The Uptown Curling Club is back for another winter, but its president fears this season might slide right through the house.
“The club is struggling with curlers,” says Keenan Kennedy. “We need curlers in all areas. This club is struggling in all areas, in curlers and financially. We need to get things back.”
The club has seen its membership steadily decline over the past few years. While the downward trend has leveled off for this year, Kennedy is still concerned.
A particular cause for worry is the women’s division, which Kennedy says has had to cut down from playing twice a week to once.
“The ladies’ curling is pretty low,” says Kennedy. “It’s almost to the point where they’re barely even having a ladies’ draw, because there’s almost no curlers at all.”
The club has flirted with temporary closure in the past. For Kennedy, closing the club, even for one year, is not a good option.
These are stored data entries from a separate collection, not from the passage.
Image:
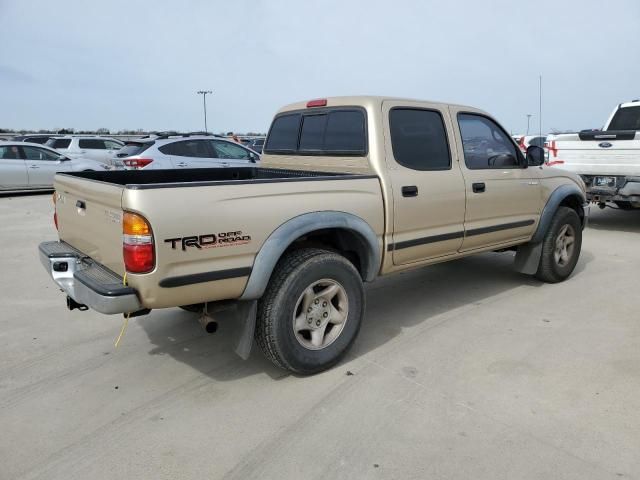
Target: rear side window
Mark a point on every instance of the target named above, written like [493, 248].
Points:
[283, 136]
[324, 132]
[92, 143]
[187, 148]
[627, 118]
[9, 153]
[419, 139]
[59, 142]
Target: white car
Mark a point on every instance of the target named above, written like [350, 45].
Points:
[101, 149]
[608, 160]
[31, 166]
[183, 151]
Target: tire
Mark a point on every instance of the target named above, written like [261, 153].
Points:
[311, 311]
[559, 256]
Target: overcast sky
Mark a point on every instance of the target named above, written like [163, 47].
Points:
[124, 64]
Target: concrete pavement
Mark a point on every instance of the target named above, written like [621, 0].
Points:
[464, 370]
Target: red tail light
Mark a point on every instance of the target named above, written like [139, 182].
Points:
[137, 244]
[55, 213]
[137, 162]
[321, 102]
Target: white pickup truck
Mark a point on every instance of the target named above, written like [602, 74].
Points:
[608, 160]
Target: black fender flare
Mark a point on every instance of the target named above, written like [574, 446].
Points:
[528, 255]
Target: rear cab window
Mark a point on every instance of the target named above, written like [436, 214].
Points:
[59, 142]
[336, 131]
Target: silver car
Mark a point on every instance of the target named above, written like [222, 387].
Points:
[31, 166]
[183, 151]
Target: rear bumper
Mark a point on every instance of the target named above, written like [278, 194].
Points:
[86, 281]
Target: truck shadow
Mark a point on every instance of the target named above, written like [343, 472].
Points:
[393, 303]
[615, 220]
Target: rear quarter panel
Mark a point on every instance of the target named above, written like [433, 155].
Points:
[253, 210]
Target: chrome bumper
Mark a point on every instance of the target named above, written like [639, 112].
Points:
[86, 281]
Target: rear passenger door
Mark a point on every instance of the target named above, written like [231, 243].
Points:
[230, 154]
[13, 170]
[503, 198]
[428, 187]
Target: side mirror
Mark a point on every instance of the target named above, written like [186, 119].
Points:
[535, 156]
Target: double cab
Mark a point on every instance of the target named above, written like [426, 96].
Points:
[349, 188]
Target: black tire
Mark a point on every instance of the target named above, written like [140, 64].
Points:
[294, 274]
[550, 269]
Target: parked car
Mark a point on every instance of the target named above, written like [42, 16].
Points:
[31, 166]
[34, 138]
[256, 144]
[183, 151]
[342, 200]
[608, 160]
[97, 148]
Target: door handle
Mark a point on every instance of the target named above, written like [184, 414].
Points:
[409, 191]
[478, 187]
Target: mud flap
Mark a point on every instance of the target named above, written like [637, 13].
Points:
[528, 258]
[246, 316]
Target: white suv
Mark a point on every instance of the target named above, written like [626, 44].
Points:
[101, 149]
[183, 151]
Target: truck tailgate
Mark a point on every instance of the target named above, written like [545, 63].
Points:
[90, 219]
[608, 157]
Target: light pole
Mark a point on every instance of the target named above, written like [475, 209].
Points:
[204, 104]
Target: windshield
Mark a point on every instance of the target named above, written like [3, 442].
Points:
[627, 118]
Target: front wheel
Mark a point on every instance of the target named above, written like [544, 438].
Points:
[311, 311]
[561, 246]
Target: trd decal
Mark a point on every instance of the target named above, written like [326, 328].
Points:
[209, 240]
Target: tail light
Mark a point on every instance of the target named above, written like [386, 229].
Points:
[137, 244]
[137, 162]
[55, 213]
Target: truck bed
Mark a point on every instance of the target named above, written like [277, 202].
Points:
[197, 177]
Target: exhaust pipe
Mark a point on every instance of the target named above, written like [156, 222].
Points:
[208, 323]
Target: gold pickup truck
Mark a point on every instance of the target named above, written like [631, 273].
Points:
[348, 188]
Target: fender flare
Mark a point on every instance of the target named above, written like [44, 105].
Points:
[549, 210]
[280, 239]
[528, 255]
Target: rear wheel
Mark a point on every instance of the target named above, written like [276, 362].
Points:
[561, 246]
[311, 311]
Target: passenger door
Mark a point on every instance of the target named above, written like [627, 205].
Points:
[427, 184]
[13, 170]
[229, 154]
[503, 198]
[42, 166]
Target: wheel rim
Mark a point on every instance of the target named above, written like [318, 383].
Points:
[565, 244]
[320, 315]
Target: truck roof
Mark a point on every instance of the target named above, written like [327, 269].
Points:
[365, 101]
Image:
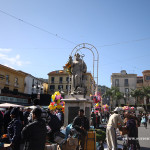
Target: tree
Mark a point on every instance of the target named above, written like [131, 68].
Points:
[114, 94]
[146, 94]
[137, 93]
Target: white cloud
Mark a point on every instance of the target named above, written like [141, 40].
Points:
[5, 50]
[16, 60]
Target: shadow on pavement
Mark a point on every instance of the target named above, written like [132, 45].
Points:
[145, 148]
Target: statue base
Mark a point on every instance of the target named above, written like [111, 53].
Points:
[72, 105]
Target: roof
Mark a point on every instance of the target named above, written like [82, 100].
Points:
[57, 72]
[11, 69]
[146, 71]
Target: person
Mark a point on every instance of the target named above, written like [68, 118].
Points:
[81, 124]
[60, 116]
[26, 114]
[36, 104]
[112, 125]
[97, 120]
[14, 129]
[149, 118]
[93, 117]
[7, 119]
[132, 123]
[54, 124]
[107, 116]
[34, 134]
[78, 69]
[1, 123]
[144, 120]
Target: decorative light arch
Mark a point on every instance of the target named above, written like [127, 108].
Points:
[90, 48]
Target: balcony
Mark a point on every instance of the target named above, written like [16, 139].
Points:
[116, 85]
[16, 85]
[126, 84]
[7, 83]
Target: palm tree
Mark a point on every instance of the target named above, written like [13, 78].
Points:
[114, 94]
[137, 93]
[146, 93]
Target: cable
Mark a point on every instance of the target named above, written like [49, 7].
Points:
[125, 42]
[56, 35]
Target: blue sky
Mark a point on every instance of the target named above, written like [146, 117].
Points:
[119, 29]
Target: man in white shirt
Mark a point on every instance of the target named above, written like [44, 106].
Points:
[112, 125]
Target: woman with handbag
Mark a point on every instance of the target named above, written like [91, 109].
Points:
[144, 120]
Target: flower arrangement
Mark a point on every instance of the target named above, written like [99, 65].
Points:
[56, 103]
[68, 65]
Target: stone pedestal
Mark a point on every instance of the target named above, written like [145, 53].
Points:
[72, 105]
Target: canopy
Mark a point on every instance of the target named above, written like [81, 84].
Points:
[6, 105]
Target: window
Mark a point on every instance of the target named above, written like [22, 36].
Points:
[147, 77]
[67, 79]
[16, 81]
[117, 82]
[126, 82]
[126, 90]
[67, 87]
[60, 79]
[52, 79]
[33, 83]
[52, 87]
[7, 79]
[60, 87]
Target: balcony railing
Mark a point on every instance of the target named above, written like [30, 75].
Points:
[126, 84]
[7, 83]
[16, 85]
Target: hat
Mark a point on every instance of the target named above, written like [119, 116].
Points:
[116, 109]
[15, 112]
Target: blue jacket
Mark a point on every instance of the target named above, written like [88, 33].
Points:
[14, 131]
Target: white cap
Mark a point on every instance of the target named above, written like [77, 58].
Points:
[117, 109]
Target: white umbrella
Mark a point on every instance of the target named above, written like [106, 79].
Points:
[7, 105]
[140, 108]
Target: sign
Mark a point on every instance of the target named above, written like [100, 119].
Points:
[12, 99]
[2, 77]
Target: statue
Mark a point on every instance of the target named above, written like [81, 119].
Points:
[78, 70]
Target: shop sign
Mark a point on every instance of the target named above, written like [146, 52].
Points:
[2, 77]
[13, 99]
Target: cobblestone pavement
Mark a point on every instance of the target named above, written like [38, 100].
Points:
[144, 137]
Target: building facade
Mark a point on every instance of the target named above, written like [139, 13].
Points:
[33, 85]
[125, 82]
[12, 86]
[61, 81]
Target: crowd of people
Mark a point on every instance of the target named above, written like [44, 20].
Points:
[128, 124]
[28, 127]
[31, 127]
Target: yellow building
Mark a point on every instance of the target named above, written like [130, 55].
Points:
[59, 81]
[11, 79]
[146, 78]
[12, 86]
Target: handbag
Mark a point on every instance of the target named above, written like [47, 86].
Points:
[123, 131]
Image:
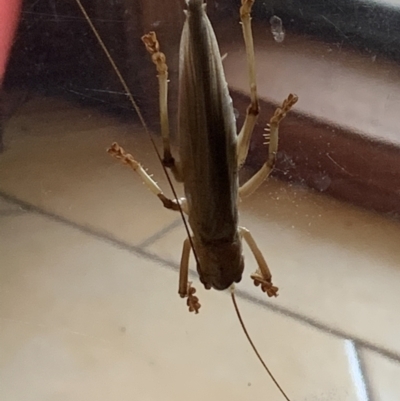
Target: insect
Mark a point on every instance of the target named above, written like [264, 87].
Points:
[210, 155]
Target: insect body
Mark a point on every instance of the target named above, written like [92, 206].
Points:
[211, 154]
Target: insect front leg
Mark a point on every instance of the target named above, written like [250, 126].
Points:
[185, 286]
[159, 59]
[253, 109]
[119, 153]
[272, 136]
[263, 275]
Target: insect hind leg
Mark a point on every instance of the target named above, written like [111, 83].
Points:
[262, 276]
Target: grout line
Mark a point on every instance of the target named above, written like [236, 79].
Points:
[159, 234]
[392, 355]
[356, 371]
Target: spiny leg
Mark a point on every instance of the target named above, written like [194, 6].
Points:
[185, 286]
[119, 153]
[159, 59]
[257, 179]
[263, 275]
[253, 110]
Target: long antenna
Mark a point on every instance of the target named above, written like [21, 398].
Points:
[143, 122]
[139, 113]
[246, 333]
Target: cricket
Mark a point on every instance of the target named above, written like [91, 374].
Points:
[211, 154]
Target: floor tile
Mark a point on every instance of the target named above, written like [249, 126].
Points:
[60, 164]
[82, 319]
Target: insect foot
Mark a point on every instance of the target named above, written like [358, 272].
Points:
[266, 285]
[192, 301]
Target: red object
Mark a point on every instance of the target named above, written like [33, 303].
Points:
[9, 17]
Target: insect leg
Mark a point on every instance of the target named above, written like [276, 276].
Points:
[254, 182]
[263, 275]
[126, 158]
[253, 109]
[159, 59]
[185, 286]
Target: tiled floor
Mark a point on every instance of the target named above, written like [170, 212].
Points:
[88, 282]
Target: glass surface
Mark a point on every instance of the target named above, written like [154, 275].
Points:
[89, 258]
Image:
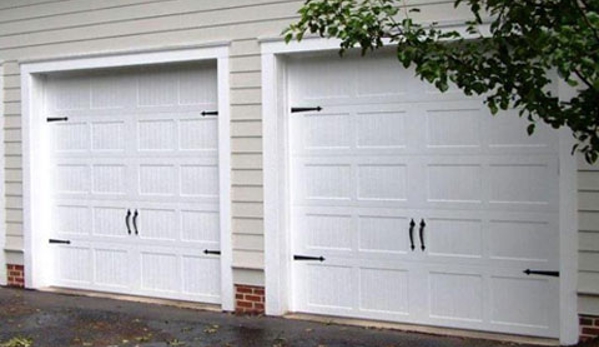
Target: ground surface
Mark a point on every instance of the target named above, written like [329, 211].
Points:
[55, 320]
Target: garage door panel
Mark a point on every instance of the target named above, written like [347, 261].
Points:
[384, 234]
[198, 134]
[387, 149]
[156, 135]
[507, 130]
[524, 303]
[72, 265]
[109, 222]
[200, 276]
[528, 241]
[71, 137]
[72, 219]
[456, 296]
[136, 181]
[455, 237]
[453, 127]
[384, 291]
[110, 268]
[160, 271]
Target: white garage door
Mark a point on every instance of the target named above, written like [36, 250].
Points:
[135, 202]
[423, 207]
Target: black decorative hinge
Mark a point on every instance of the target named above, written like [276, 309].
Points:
[63, 242]
[208, 251]
[305, 109]
[57, 119]
[542, 273]
[305, 257]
“If we shut the place down for one year, it’d be hard to reopen it again the following year,” he says. “People would just drift away and you wouldn’t get them back. If people want it, they need to come out. They need to curl.”
Declining membership is the main cause of the club’s challenges. It is the only curling rink still open in the Flin Flon/Creighton area, compared to four that were operational 15 years ago.
“It’s a dying sport,” Kennedy says. “It’s typical small-town stuff. Curling is not the social game people like to do anymore. It’s been dying for quite a few years. It’s the same old story in Flin Flon and across Canada, to be perfectly honest.”
Key to reinvigorating the sport is youth curling, but the club has had trouble attracting and keeping youth players.
“We do have the odd young kid that comes out with a couple of their friends and they curl for a while, but then they don’t come back,” says Kennedy. “They were interested, but they didn’t follow through.”
To counter that, Kennedy and the club are waiving ice fees for players 18 years old and younger.
“That’s what we want to do – get the kids back,” he says. “If they want to curl, and they’re a junior and want to put a team in, they don’t have to pay the dues.”
A phys-ed program involving the Uptown Curling Club and Hapnot Collegiate was proposed for last year. Ice slots were booked, but the partnership never happened. “They called me and asked if they could come out through the school to throw some rocks, learn how to curl, that sort of thing,” says Kennedy.
“We would be more than willing to have them come out if they want to put curling back in their curriculum for physical education. There’s more than enough time for them to come out and do it.”
The news is not all bad for the curling club. They will hold several bonspiels throughout the year, including a men’s and ladies’ bonspiel at the end of the season. The event replaced the separate year-end men’s and ladies’ bonspiels last year. Kennedy says the reaction from last year’s event was too good for the club to pass up.
“It was such a great success last year,” he says. “I guarantee we’re going to do it again this year.”